4. I walked up and down the stairs (from basement to 3rd floor and back again) at least a dozen times today so if I walk the dog for twenty minutes that should count (especially since I am recuperating from almost-pneumonia!)

5. I think that twenty-minute walk yesterday gave me a relapse.

6. I walked an hour yesterday and had to sleep for 13 hours — I can’t do that again.

7. I walked 12 NYC blocks from the car to the Neue Gallerie and 12 more on the way back.  And I walked around the museum for 3 hours without sitting once — surely that counts as a big walk, especially since I am still recovering from almost-pneumonia.

8. I’m better and I haven’t been to the gym in almost 2 weeks — I really can’t do both (yes, folks, join the Greek chorus…because I am still recovering from almost-pneumonia!)

9. It’s 88 degrees out. And I ran from the car to the Delaware River and walked up and down the river looking for my son’s regatta boat. It’s been forty minutes. Now that really counts….especially since I’m gonna have to walk uphill to the car when the day is over.

10. Anyway, nobody has to know. Right. I mean, if I don’t tell them, who’ll ever know?

So, what’s your excuse?

Day 166

Some people are naturally introverted and others naturally extroverted. The same goes for right-brain vs. left-brain thinking, verbal vs. non-verbal learning, and so on.

The Myers-Briggs Personality index — a model based on Carl Jung’s theories and an accepted standard in the field of psychology and social work — categorizes people according to basic emotional and intellectual tendencies and perceptions. Back before we were married, my husband and I took the test and I was told I had the natural personality of a CEO — an extroverted, intuitive person who is quick to size up the world (ENTJ, for those of you who know the lingo).

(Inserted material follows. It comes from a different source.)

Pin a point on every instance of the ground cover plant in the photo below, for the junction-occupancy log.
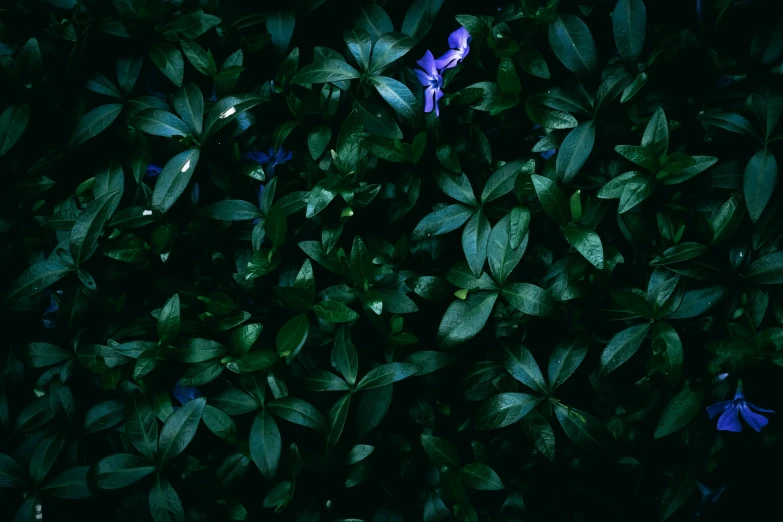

What the test wasn’t able to account for, though, is the optimism/pessimism spectrum, or the happiness/unhappiness tendency.

I’ve been hearing more lately about what researchers are calling the resilience gene–  and the complex interplay between physiology, environment, and health, which can come together in some people to spark and sustain what resilience researcher Ann Masten has called “ordinary magic.”

One of the things researchers are finding is that people with the resilience gene are more likely to build sustaining relationships withother people, which can help them get through and bounce back from difficult passages and even from significant trauma. .

Can you mimic the behavior of a resilient person and thus mimic some of that resilience yourself? I hope researchers discover this is possible. Because then, that old expression FAKE IT ‘TILL YOU MAKE IT will prove to be more than just a feel-good slogan.  It’ll be part of the ordinary magic we can intentionally and deliberately bring to our own lives

P.S. No, this doesn’t mean I’m not out walking. It means that I’ve been out walking and wondering what makes some people seem naturally more upbeat and optimistic than others, and if it’s something that’s innate, or something we can teach ourselves and our children.